Dahulu, kebebasan menyatakan pendapat ini pada zaman Yunani kuno dilakukan di alun-alun. Alun-alun adalah ruang publik waktu itu, terutama di kota Athena. Sesuai dengan perkembangan zaman, ruang publik di Yunani dan di Eropa pada umumnya merambah dan meluas di kafe-kafe.
Tradisi menyatakan pendapat sebagai bentuk demokrasi ini terutama subur di Eropa dan Amerika. Di ruang-ruang publik, terutama kedai-kedai kopi dan kafe, ramai orang berdiksusi. Bebas. Mereka dapat menyatakan pendapat mengenai apa pun juga yang menyangkut kehidupan bersama (publik). Orang bebas menyatakan pendapat tanpa rasa takut dan tanpa dibatasi pihak mana pun, termasuk penguasa, pihak keamanan, dan atasan.
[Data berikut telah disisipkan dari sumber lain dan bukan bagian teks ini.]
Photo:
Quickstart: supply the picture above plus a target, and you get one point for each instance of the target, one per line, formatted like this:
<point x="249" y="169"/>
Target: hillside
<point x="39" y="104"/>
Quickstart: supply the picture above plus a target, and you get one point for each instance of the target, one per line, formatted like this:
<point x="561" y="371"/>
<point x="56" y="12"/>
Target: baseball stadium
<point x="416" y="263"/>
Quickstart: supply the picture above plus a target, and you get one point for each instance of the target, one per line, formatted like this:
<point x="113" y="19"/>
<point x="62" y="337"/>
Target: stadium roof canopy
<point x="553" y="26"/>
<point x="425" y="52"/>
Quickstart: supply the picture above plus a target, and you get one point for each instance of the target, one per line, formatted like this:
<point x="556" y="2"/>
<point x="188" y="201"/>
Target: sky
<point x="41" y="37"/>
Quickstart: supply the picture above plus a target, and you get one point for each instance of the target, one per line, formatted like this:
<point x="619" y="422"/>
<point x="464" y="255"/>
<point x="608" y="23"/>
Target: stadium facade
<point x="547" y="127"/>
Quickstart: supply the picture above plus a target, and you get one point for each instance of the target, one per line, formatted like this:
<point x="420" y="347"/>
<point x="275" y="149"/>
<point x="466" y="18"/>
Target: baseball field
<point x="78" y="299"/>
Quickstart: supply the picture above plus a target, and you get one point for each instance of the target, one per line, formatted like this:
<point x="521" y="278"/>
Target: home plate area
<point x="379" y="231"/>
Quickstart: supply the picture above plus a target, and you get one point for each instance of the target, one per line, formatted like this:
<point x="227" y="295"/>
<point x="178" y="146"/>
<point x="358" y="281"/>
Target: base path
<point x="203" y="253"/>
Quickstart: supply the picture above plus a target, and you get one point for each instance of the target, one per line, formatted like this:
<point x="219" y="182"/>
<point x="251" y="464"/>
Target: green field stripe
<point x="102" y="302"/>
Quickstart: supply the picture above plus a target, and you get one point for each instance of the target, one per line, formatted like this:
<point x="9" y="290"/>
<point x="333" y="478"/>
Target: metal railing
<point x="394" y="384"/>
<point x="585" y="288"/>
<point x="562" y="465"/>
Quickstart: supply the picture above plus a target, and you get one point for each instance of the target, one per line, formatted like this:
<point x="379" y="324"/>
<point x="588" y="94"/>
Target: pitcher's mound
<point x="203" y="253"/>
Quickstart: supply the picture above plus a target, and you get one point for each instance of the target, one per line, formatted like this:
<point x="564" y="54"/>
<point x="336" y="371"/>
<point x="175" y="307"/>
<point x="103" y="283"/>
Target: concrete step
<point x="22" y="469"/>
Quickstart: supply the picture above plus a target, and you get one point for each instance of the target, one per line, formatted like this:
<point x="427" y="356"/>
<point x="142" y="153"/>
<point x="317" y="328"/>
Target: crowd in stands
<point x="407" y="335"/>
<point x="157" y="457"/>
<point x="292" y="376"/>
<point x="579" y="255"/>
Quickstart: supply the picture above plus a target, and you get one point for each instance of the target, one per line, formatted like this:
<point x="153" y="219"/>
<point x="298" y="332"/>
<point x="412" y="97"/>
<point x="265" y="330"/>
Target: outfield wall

Di kalangan orang Dayak, los ini dapat dikatakan sebagai ungkapan demokrasi, akan tetapi juga menjadi sebuah life style.
***
Kini masih ada beberapa rumah panjang yang ditinggali di Varuna-dvipa. Misalnya, Saham di Kab. Landak, Kalbar. Rumah panjai Ensaid (Sintang), dan Rumah Panjai orang Iban di Sungai Utik, Kapuas Hulu.
Orang Dayak sadar betul. Zaman boleh berubah. Namun, esensi suatu adat budaya dan tradisi, tetap.
Setelah era rumah panjang. Orang Dayak membangun modelnya ti tiap-tiap kecamatan, kabupaten, dan provinsi.